Yerli veya yabancı olsun hemen hemen tüm Türkiyatçılar, Türklerin esasen göçebe bir toplum olduğu hususunda hemfikirdirler. Türklerin tarihte görünmeye başladıkları ilk vakitlerden (yaklaşık MÖ1000) 20yy başlarına kadar göçebeliği bir şekilde sürdürmüşlerdir. Tarihi bilerek uzatıyorum çünkü bugün dahi Toroslarda, Ege"de göçebeliği sürdüren Yörük Türkleri yaşamaktadır.
Türk tarihi, tipik bir göçebelik tarihidir. Kurdukları tüm devletlerde göçebeliğin damgası vardır. Bozkır hayatının tabii neticesi olan göçebelik, kültürel ve sosyal hayatın da en belirleyici unsuru olmuştur. Örneğin yaşanılan ev kalıcı değil, anında ortadan kaldırılan bir mekân olarak kaşımıza çıkar. Göçebe çadırını kaldırdım mı geçmişi siler yepyeni bir başlangıç yapar. Bu durum şu hayati meselenin de temelini oluşturur; göçebede bir mekân duygusu, bununla beraber yerleşik bir sistem anlayışı yoktur. Evlilikler, doğum, ölüm, hayvan ve bitki ilişkileri velhasıl tüm sosyal ve kültürel hayat göçebelik etrafında gelişir. Yine örneğin bir at olgusunun Türklerin hayatındaki yeri başka nasıl izah edilebilir ki? Türklerin bu kadar devlet kurup yıkmaları, büyük imparatorluklar haline gelmeleri, asker-millet olarak nam salmaları da yine bu göçebelik olgusu ile açıklayabileceğimiz durumlardır.
Altay Dağlarının eteklerinde tarihi başlayan bu çok hareketli, renkli, akışkan millet, nallarının altında dünyayı ezmiş, dünyanın efendileri olmuş, dostlarına güven düşmanlarına korku salmış ise sözünü ettiğimiz göçebeliğin bundaki payı eksik olamaz.
Diğer taraftan bu göçebelik her zaman olumlu etkiler de getirmemiştir. Medeniyetler daima duran toplumların kurabileceği büyük organizasyonlardır. Uygarlık, şehir hayatı, planlama en önemlisi düşünce ve felsefe at sırtında yapılan şeyler değildir.
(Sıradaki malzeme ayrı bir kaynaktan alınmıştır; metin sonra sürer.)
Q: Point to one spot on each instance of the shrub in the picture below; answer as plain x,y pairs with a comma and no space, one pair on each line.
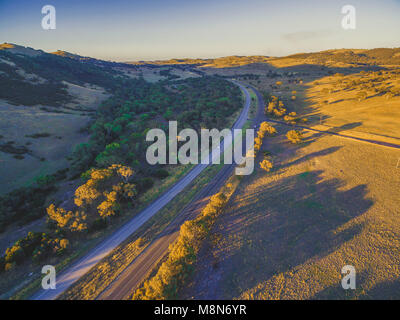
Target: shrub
266,165
294,136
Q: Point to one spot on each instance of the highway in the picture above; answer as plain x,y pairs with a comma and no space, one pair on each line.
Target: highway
125,284
71,274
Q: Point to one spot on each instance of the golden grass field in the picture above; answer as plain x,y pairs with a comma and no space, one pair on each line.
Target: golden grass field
327,203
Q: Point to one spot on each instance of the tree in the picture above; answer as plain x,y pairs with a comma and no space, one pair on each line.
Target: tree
294,136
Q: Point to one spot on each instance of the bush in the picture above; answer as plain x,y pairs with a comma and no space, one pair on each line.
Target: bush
266,165
294,136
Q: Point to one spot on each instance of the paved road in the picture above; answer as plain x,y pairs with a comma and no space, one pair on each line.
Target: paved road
83,265
125,284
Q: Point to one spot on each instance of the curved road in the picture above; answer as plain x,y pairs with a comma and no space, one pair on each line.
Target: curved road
135,273
84,264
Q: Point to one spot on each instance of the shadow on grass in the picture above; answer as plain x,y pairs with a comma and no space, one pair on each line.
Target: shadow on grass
284,224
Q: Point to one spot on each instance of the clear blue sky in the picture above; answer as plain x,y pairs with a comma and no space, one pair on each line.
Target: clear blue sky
124,30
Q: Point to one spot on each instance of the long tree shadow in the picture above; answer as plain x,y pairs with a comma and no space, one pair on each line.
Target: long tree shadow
283,224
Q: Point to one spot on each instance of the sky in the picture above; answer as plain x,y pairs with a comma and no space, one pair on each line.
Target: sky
122,30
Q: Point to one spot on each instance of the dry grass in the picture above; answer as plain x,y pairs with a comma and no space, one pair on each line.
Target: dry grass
47,154
327,203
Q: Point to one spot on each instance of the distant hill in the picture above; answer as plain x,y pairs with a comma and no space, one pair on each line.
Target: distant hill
223,62
335,57
30,77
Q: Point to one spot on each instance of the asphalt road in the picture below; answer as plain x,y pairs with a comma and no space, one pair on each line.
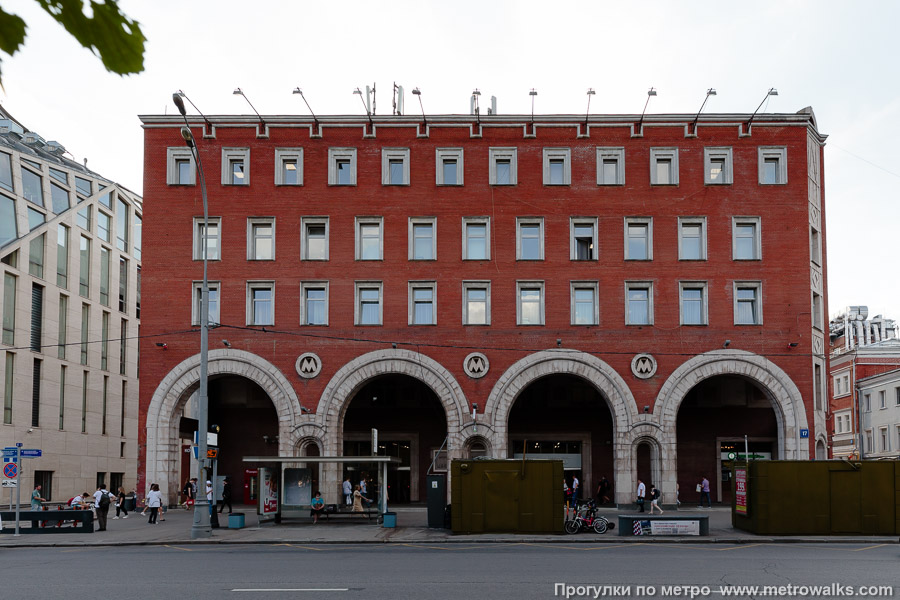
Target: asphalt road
426,572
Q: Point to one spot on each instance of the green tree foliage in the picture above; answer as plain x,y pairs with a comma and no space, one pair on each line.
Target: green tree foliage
99,26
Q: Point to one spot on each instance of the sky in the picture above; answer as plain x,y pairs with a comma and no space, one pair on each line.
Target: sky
835,56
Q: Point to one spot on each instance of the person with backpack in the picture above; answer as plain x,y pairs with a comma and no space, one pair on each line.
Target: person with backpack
102,500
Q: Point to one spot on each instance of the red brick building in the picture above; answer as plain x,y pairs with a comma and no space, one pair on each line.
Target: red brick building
634,298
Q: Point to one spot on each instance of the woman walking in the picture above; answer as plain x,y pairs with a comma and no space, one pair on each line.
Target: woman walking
154,501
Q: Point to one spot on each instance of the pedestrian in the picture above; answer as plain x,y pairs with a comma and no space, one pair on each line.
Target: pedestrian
120,503
316,507
704,492
102,500
347,488
654,499
226,496
36,503
154,501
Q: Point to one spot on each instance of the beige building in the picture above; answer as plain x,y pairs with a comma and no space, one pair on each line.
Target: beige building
70,258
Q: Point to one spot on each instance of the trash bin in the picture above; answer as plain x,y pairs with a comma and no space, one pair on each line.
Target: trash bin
390,520
236,521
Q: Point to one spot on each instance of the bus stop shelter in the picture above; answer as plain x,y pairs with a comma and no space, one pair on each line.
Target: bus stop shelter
285,484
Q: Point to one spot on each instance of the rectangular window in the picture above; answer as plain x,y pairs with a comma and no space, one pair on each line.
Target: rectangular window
368,303
583,241
772,165
717,166
84,263
235,166
288,166
476,303
422,238
63,326
314,307
747,303
746,238
212,238
36,256
395,166
422,303
476,238
529,238
9,375
663,166
180,169
691,238
503,169
123,285
261,303
314,243
261,239
638,303
342,166
449,169
611,166
85,331
9,309
693,303
530,305
37,316
104,275
557,166
585,308
62,256
638,238
122,223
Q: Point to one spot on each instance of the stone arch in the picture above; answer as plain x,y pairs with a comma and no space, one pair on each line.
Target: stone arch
162,450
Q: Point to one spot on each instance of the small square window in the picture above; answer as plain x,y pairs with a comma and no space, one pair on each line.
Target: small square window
476,302
530,305
261,238
747,303
261,303
395,166
638,303
342,166
422,238
691,238
583,241
213,238
638,238
368,303
180,169
449,166
663,166
422,303
503,169
610,166
288,166
772,166
314,303
584,307
529,238
557,166
369,238
717,169
235,166
694,308
746,238
476,238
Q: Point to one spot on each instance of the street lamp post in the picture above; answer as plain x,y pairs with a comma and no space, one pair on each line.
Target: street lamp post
201,526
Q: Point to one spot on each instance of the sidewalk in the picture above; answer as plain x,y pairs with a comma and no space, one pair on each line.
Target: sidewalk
411,529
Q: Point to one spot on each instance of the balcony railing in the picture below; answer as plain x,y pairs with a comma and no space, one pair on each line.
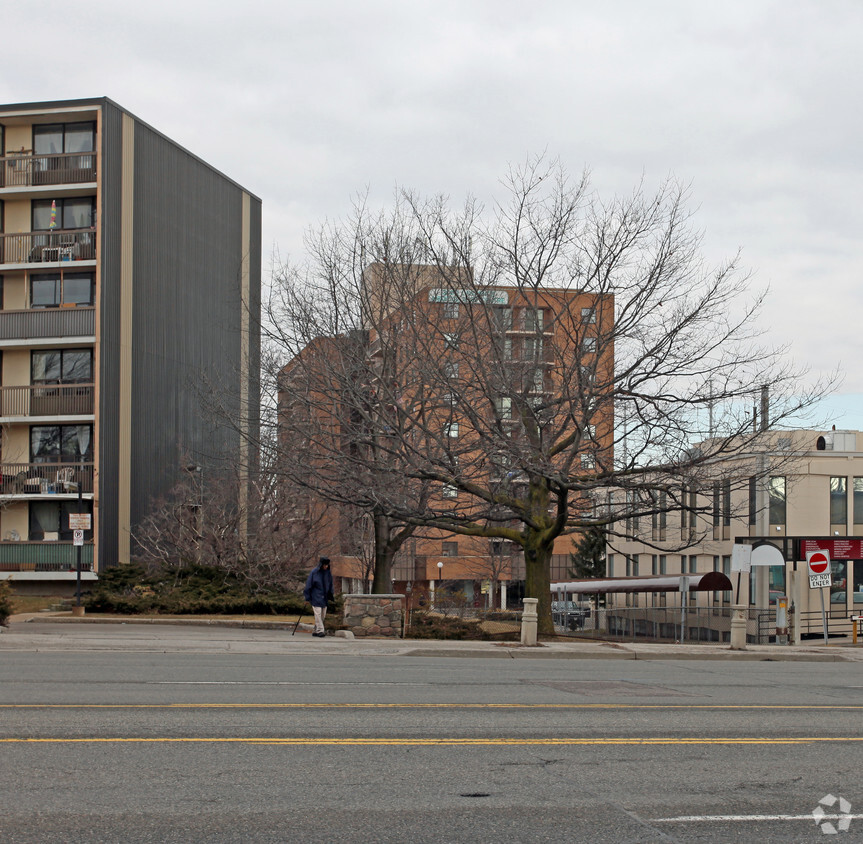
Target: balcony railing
69,168
47,400
47,322
45,478
44,556
45,247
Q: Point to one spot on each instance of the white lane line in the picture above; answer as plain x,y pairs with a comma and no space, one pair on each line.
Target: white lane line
741,818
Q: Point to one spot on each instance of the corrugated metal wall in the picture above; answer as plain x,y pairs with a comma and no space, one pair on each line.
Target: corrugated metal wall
109,317
187,314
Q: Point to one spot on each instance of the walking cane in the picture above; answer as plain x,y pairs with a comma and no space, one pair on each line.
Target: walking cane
298,619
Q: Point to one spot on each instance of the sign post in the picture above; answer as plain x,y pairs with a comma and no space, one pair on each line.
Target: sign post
818,563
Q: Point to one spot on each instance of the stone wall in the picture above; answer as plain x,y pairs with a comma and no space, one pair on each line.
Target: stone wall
374,615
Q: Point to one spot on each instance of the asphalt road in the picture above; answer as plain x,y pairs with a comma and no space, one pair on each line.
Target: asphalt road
125,744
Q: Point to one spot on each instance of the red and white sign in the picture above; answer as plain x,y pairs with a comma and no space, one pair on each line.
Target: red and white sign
819,569
818,562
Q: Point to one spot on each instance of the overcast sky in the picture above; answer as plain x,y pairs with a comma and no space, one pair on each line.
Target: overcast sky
754,103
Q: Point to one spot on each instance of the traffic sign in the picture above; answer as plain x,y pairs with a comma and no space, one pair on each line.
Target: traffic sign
79,521
819,569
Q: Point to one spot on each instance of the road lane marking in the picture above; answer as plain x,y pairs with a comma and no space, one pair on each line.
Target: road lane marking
746,818
661,706
438,742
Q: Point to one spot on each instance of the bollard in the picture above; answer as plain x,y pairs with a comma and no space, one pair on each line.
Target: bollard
738,629
529,620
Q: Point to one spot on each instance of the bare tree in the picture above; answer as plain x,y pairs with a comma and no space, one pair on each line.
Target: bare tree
526,373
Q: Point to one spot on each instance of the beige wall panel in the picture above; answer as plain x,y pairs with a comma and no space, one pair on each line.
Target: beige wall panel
15,517
14,291
18,137
16,367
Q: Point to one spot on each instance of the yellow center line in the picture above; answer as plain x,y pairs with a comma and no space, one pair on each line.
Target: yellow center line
438,742
660,706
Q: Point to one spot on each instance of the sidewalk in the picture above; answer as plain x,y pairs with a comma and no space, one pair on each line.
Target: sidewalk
62,631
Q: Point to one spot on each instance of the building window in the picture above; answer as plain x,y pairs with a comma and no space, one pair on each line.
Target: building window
73,213
51,290
55,138
838,502
776,492
532,319
61,366
61,443
858,504
49,520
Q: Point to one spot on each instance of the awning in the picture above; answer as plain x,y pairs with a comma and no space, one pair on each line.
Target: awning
713,581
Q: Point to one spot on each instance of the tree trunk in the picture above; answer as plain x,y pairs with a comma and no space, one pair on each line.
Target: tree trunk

Durmak, durulmak, yerleşmek, kök salmak ile yapabiliriz bütün bunları.
Bütün bu olgular eşiğinde bakarsak Türklerde sistem geliştirme, uygulama, düzen, gelecek planlaması gibi organizasyonların sıkıntılı olduğu görülmektedir. Göçebeliğin ve şifahi kültürün getirdiği bu sorunlar Türk kültür hayatının en büyük sorunları olarak hala karşımızda durmaktadır.
Bir türlü; oturmuş, mekân fikrini iyi kullanan, planlaması uzun vadeli yapılmış yaşanabilir şehirler kuramamamızın da altında bu göçebelik içgüdüsü yatıyor olmasın?
Bütün bunların ötesinde Türklerin en büyük tarihsel özellikleri akışkanlıkları ve uyumdur. Türkler tarihte medeniyet kurucu değil medeniyet taşıyıcı bir millet olarak var ola gelmişlerdir. Bu özelliklerini de göçebeliğe borçludurlar. Ancak artık tarihin bu kırılma anlarında şapkamızı önümüze alıp ne yapacağımıza karar vermeli, nasıl bir millet olmamız gerektiği hususunda ciddi ciddi kafa yormalı ve geleceğimizi buna göre inşa etmeliyiz.